The good news is that it will end. Experts agree on that. We’re not going to totally eradicate Covid-19, but we will see it move out of the pandemic phase and into the endemic phase.

Endemicity means the virus will keep circulating in parts of the global population for years, but its prevalence and impact will come down to relatively manageable levels, so it ends up more like the flu than a world-stopping disease.

For an infectious disease to be classed in the endemic phase, the rate of infections has to more or less stabilize across years, rather than showing big, unexpected spikes as Covid-19 has been doing. “A disease is endemic if the reproductive number is stably at one,” Boston University epidemiologist Eleanor Murray explained. “That means one infected person, on average, infects one other person.”

In general, a virus becomes endemic when we (health experts, governmental bodies, and the public) collectively decide that we’re okay with accepting the level of impact the virus has — that in other words, it no longer constitutes an active crisis.

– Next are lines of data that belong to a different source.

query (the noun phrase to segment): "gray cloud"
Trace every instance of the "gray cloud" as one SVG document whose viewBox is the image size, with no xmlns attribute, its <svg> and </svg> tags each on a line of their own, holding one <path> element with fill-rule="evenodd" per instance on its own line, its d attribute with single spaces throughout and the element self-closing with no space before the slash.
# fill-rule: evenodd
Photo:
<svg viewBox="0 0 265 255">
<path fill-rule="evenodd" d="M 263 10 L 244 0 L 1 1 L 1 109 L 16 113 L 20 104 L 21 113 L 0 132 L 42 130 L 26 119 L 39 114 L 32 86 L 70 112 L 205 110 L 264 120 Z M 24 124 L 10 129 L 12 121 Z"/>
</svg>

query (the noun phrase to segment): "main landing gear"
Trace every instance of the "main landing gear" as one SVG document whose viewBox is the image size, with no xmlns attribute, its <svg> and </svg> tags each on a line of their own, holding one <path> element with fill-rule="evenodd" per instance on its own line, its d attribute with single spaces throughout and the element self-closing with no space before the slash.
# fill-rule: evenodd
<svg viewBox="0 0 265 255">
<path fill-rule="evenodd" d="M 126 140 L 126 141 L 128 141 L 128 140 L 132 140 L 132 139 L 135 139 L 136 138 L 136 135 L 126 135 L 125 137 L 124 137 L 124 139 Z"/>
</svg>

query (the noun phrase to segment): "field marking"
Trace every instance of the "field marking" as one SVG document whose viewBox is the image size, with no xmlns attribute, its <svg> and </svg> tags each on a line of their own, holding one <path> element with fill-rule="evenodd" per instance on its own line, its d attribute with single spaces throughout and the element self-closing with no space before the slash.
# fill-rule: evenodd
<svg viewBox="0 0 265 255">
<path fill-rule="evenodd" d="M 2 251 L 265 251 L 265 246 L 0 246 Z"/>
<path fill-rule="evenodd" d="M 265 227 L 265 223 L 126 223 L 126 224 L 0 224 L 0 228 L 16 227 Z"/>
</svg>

There are some hopeful things to bear in mind. “The incredible number of infections is building up population-level immunity. That’ll be crucial in terms of muting future waves,” said Joshua Michaud, associate director for global health policy at the Kaiser Family Foundation.

We do have another ace up our sleeves, which will hopefully also become available around the globe sooner rather than later: new treatments — like Pfizer’s paxlovid, recently approved by the Food and Drug Administration, and Merck’s molnupiravir, also FDA approved — that reduce the rates of hospitalization and death from Covid-19.

“Very important in the context of endemicity is the antiviral pills,” Michaud said. “If we have those tools, we’re looking at a very different state going into 2022. People shouldn’t feel like we’re back to square one.”

“We have a lot more tools at our disposal for dealing with this than we did in March 2020,” she said.

We’ll know endemicity has arrived when those tools — and the long, painful experience of the pandemic itself — has enabled us to fully adapt to the virus, as the virus has adapted to us.